Delillerin Değerlendirilmesi, Tartışılması, Davanın Hukuki Niteliği ve Gerekçe ;
Mahkememizce kaldırma ilamı öncesinde;
“…Dava, icra takibine konu çek nedeni ile menfi tespit istemine ilişkindir.
Dava dilekçesi ile ; 15/03/2016 keşide tarihli, 130.000,00 TL bedelli çekin meşru hamilinin davacılardan … olduğu, davacının çeki diğer davacı olan eşi keşideci …ndan ciro yoluyla aldığı, çekin davacı elinde iken kaybolduğu veya çalındığı, davacılar ile davalı arasında bağlantı ve ilişki bulunmadığı iddia edilmiş ise de; davacı …’nın … 8.Asliye Hukuk Mahkemesinin … sayılı dosyasında 18/11/2016 tarihli celsede, mahkeme huzurundaki beyanında taşınmaz alımı nedeni ile davalıya 130.000 TL lik çeki verip tapuda işlem yapıldığını ikrar ettiği, davalının çekin meşru hamili olduğu anlaşılmakla sübut bulmayan davanın reddine, kötü niyet tazminatı talebinin reddine dair aşağıdaki şekilde karar vermek gerekmiştir….” şeklinde karar verilmiş, işbu karara karşı taraf vekillerince ayrı ayrı istinaf kanun yoluna başvurulmuştur.

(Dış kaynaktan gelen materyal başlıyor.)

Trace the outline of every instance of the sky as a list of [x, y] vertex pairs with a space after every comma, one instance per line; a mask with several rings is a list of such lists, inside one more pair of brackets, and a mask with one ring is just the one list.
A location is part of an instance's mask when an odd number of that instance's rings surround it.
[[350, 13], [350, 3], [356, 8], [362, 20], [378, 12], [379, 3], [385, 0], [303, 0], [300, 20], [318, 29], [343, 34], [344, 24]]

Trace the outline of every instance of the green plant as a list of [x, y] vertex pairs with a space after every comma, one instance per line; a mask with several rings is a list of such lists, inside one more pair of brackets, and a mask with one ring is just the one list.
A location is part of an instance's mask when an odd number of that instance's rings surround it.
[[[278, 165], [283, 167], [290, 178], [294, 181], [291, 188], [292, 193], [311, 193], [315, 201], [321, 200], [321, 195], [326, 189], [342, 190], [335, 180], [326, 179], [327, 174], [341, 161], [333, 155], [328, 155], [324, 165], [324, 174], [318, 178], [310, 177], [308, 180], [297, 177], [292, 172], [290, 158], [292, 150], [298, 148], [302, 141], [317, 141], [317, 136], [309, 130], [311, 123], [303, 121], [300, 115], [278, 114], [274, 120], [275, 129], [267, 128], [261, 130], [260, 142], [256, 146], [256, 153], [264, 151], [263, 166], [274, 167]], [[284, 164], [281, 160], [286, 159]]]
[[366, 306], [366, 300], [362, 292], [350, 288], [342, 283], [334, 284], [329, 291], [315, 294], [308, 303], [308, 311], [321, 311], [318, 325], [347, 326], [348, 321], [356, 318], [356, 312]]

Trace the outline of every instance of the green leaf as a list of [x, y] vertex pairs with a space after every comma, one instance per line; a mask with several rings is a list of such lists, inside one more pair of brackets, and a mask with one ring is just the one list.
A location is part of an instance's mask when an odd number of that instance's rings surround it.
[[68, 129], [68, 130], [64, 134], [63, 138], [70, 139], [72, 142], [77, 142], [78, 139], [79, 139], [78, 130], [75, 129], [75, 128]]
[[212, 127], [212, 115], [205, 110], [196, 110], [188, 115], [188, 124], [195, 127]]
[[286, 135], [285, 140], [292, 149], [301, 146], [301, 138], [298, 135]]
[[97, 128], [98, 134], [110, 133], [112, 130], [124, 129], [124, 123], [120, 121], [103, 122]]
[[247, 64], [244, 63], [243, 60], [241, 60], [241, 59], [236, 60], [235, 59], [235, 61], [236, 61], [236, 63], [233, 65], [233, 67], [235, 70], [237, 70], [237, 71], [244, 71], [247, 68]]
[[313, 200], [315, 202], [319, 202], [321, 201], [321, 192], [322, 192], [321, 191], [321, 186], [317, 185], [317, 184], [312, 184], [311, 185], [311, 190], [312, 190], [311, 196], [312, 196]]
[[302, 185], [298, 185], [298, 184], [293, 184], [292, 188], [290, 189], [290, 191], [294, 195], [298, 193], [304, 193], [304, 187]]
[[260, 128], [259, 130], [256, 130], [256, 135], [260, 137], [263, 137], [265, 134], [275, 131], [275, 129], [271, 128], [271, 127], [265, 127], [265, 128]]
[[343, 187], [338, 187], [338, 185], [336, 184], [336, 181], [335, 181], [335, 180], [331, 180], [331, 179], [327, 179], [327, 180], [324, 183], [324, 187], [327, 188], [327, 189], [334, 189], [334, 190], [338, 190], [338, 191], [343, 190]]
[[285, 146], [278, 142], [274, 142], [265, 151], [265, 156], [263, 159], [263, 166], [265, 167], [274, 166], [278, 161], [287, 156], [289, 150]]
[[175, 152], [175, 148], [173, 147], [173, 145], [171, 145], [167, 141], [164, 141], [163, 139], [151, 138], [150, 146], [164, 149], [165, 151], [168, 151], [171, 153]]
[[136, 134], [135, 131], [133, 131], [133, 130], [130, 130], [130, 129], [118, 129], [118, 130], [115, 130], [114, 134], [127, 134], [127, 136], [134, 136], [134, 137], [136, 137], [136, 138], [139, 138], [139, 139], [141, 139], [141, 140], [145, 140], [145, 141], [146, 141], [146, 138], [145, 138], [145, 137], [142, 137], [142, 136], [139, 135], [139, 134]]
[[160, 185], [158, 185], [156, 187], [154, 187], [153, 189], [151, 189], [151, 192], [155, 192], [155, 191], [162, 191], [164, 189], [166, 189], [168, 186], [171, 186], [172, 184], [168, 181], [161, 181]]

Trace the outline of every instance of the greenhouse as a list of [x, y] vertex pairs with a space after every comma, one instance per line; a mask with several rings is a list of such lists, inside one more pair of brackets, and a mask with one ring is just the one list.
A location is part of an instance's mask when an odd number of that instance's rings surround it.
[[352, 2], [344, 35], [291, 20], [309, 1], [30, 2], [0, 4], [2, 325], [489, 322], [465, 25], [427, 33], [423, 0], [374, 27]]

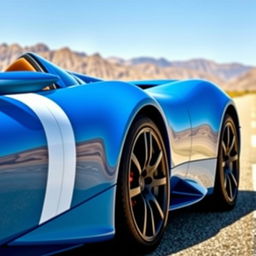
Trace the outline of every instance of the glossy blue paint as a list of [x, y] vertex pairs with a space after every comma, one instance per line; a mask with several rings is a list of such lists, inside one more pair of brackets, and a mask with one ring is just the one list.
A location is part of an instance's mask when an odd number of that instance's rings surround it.
[[167, 131], [171, 209], [195, 203], [212, 190], [222, 120], [233, 104], [214, 84], [102, 81], [29, 56], [59, 77], [58, 89], [38, 93], [59, 105], [71, 122], [77, 152], [75, 188], [71, 209], [38, 226], [48, 167], [44, 130], [28, 107], [0, 96], [0, 244], [80, 244], [113, 237], [115, 185], [126, 135], [139, 111], [148, 106], [164, 121], [159, 129]]
[[[76, 244], [113, 238], [116, 186], [46, 222], [9, 245]], [[108, 205], [106, 208], [105, 206]]]

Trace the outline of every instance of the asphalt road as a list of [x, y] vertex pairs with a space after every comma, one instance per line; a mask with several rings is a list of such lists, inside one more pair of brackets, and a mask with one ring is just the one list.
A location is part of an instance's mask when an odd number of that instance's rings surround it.
[[[235, 102], [242, 126], [237, 206], [229, 212], [212, 212], [201, 203], [171, 212], [161, 244], [147, 256], [256, 256], [256, 95], [239, 97]], [[124, 252], [111, 243], [101, 243], [60, 255], [119, 254]]]

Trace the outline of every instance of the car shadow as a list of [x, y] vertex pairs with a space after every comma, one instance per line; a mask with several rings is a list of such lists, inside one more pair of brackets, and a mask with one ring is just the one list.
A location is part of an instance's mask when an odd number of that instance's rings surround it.
[[[153, 255], [169, 255], [214, 237], [222, 228], [256, 210], [256, 192], [241, 190], [231, 211], [212, 211], [207, 200], [170, 213], [166, 232]], [[88, 244], [59, 256], [127, 255], [112, 242]], [[135, 255], [133, 253], [133, 255]], [[137, 256], [142, 254], [137, 254]]]

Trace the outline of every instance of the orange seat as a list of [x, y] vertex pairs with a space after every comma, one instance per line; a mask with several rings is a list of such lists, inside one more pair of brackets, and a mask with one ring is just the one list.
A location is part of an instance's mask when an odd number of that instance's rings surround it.
[[9, 67], [5, 69], [5, 72], [9, 71], [34, 71], [36, 69], [25, 59], [20, 58], [13, 62]]

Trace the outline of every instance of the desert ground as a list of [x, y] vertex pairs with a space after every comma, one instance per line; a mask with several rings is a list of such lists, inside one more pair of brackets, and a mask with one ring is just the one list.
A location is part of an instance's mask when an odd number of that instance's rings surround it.
[[[256, 95], [235, 98], [241, 124], [240, 192], [236, 207], [213, 212], [204, 203], [170, 213], [159, 247], [147, 256], [256, 255]], [[62, 256], [124, 255], [110, 243], [86, 245]]]

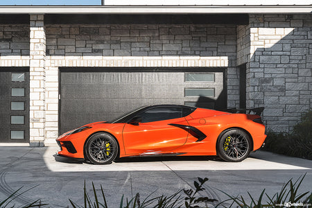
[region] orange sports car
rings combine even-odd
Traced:
[[[85,125],[60,136],[58,155],[96,164],[146,155],[218,155],[240,162],[266,135],[256,114],[177,105],[143,107],[110,121]]]

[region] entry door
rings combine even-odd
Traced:
[[[185,144],[188,132],[168,125],[185,122],[182,108],[158,107],[139,115],[142,122],[125,123],[123,132],[125,154],[155,155],[173,150]]]
[[[29,142],[29,71],[0,68],[0,142]]]

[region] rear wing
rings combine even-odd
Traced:
[[[251,112],[254,112],[254,114],[261,116],[262,112],[263,112],[264,107],[255,107],[255,108],[246,108],[246,109],[237,109],[236,107],[234,108],[228,108],[224,112],[230,112],[232,114],[250,114]]]

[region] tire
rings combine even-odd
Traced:
[[[250,137],[239,129],[230,129],[218,140],[218,155],[227,162],[241,162],[249,156],[252,149]]]
[[[99,132],[89,138],[85,145],[86,160],[95,164],[112,163],[117,157],[119,146],[112,135]]]

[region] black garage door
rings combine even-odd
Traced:
[[[60,129],[107,121],[141,106],[226,108],[224,69],[60,69]]]
[[[29,69],[0,67],[0,142],[29,142]]]

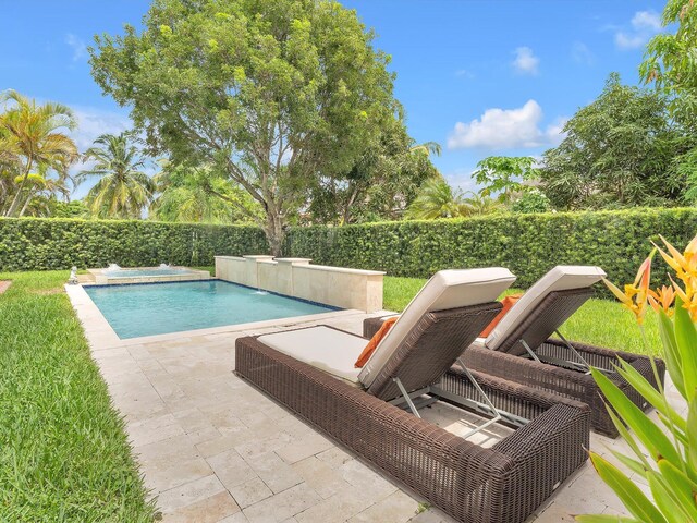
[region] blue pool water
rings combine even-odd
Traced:
[[[222,280],[85,287],[85,291],[121,339],[337,311]]]

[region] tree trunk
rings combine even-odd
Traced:
[[[267,211],[267,221],[264,232],[266,239],[269,242],[272,256],[281,256],[283,248],[283,239],[285,238],[285,231],[283,230],[284,220],[276,212]]]
[[[22,183],[20,183],[20,187],[17,188],[17,193],[14,195],[12,199],[12,204],[10,204],[10,209],[4,216],[12,217],[17,211],[17,207],[20,207],[20,198],[22,193],[24,192],[24,185],[26,184],[27,178],[29,178],[29,172],[32,172],[33,161],[32,158],[27,161],[26,170],[24,172],[24,178],[22,179]]]

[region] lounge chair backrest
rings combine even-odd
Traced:
[[[456,338],[449,339],[451,346],[448,348],[448,350],[452,351],[454,354],[451,357],[450,355],[444,354],[443,350],[439,350],[440,348],[429,346],[429,343],[427,343],[428,340],[423,336],[425,333],[425,329],[428,330],[428,335],[431,336],[435,330],[433,328],[430,328],[432,327],[432,324],[443,320],[443,315],[435,315],[435,313],[491,304],[514,281],[515,276],[509,269],[502,267],[441,270],[437,272],[406,306],[400,316],[400,319],[398,319],[394,326],[382,339],[370,360],[368,360],[366,365],[363,367],[363,370],[358,375],[358,379],[369,392],[371,391],[371,388],[375,391],[376,388],[381,387],[381,384],[375,382],[378,378],[381,381],[388,379],[391,380],[392,377],[402,379],[399,375],[387,376],[382,370],[386,368],[406,368],[403,365],[404,362],[401,361],[401,356],[403,357],[405,353],[404,351],[401,351],[400,354],[400,349],[404,349],[405,345],[409,345],[409,353],[412,356],[414,355],[414,348],[420,352],[429,351],[429,366],[431,367],[430,373],[423,373],[423,380],[425,382],[414,385],[412,390],[414,390],[414,388],[431,385],[436,379],[438,379],[438,377],[442,376],[448,368],[450,368],[457,355],[474,341],[476,336],[487,325],[484,323],[479,330],[476,330],[477,326],[474,326],[468,329],[465,335],[460,335]],[[481,314],[479,314],[481,321],[486,321],[490,316],[492,317],[492,312],[493,315],[496,315],[498,309],[500,309],[500,304],[494,304],[493,307],[484,307]],[[456,321],[458,313],[448,315],[449,318],[451,316],[454,318],[453,320]],[[449,319],[449,321],[451,320]],[[445,325],[441,327],[448,328]],[[469,330],[473,329],[476,331],[470,333]],[[457,329],[455,329],[455,332],[457,332]],[[464,339],[464,337],[467,339]],[[454,346],[452,346],[453,343]],[[418,358],[415,358],[414,361],[416,362]],[[440,375],[437,376],[436,379],[431,380],[430,376],[437,374],[440,368],[442,368]],[[415,377],[414,384],[417,381],[418,379]]]
[[[546,340],[561,327],[590,296],[591,285],[604,276],[600,267],[558,265],[511,307],[487,337],[485,345],[493,351],[524,354],[525,348],[519,343],[523,338],[531,349],[537,349],[538,341]],[[546,314],[539,314],[542,305],[548,309]],[[559,314],[550,314],[554,307],[560,307]]]

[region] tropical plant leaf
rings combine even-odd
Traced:
[[[684,398],[690,400],[697,390],[697,330],[680,297],[675,297],[675,342],[683,369]]]
[[[615,426],[615,428],[620,433],[620,436],[622,436],[622,438],[627,442],[629,448],[634,451],[634,455],[636,455],[644,464],[644,473],[641,475],[645,476],[646,470],[650,469],[651,465],[649,465],[649,462],[644,455],[644,452],[641,452],[641,449],[639,449],[639,446],[636,442],[636,439],[634,439],[634,436],[632,436],[632,434],[627,430],[627,427],[624,426],[624,423],[622,423],[622,421],[617,417],[617,415],[614,413],[612,408],[606,403],[606,409],[608,410],[610,419],[612,419],[612,424]]]
[[[677,342],[675,341],[673,320],[663,311],[659,311],[658,318],[659,332],[664,349],[665,368],[677,391],[683,398],[687,398],[687,394],[685,394],[685,384],[683,381],[683,367],[678,356]]]
[[[637,438],[644,447],[649,451],[651,458],[657,461],[659,457],[663,457],[671,463],[678,465],[682,459],[668,439],[665,434],[648,418],[641,410],[624,396],[616,385],[614,385],[606,375],[597,368],[590,369],[596,384],[606,396],[610,404],[615,409],[617,414],[634,430]]]
[[[595,452],[590,460],[598,475],[612,488],[627,510],[645,523],[668,523],[646,495],[620,469]]]
[[[649,384],[644,376],[641,376],[641,373],[627,362],[620,358],[620,364],[621,366],[615,366],[617,374],[620,374],[620,376],[622,376],[634,388],[634,390],[641,394],[641,397],[646,399],[653,409],[662,413],[684,433],[686,430],[685,419],[668,404],[665,397],[656,390],[656,388]]]
[[[687,411],[687,466],[689,476],[697,482],[697,394]]]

İstanbul Bölge Adliye Mahkemesi 44. Hukuk Dairesi 14/10/2021 tarih ve 2020/462 Esas 2021/1181 Karar sayılı ilamında;
“…Davacı istinaf sebebi yönünden;
1-Yargılama devamı sırasında 19/07/2017 tarihli oturumda davacı vekilinin: Davamızı tam ıslah yapmak üzere süre istiyoruz, çekin nasıl alındığını kronolojik olarak dilekçemizde anlattık, bu nedenle davamızı tam ıslah yapmak istiyoruz sözleri ile ıslah için süre talep ettiği, mahkemece: Davacı davasını tam ıslah yapmak istediğini bu nedenle süre verilmesini talep etmiş ise de tam ıslah için süre verilmesi ile ayrı bir dava açılması arasında fark bulunmadığı iş bu dava yönünden araştırılacak başka bir husus kalmadığı anlaşılmakla tahkikata son verilerek, sözlü yargılamaya geçilmesine karar vermek suretiyle, davacı vekilinin tam ıslah için süre talebinin reddedildiği ve nihai karar verildiği tespit edilmiştir.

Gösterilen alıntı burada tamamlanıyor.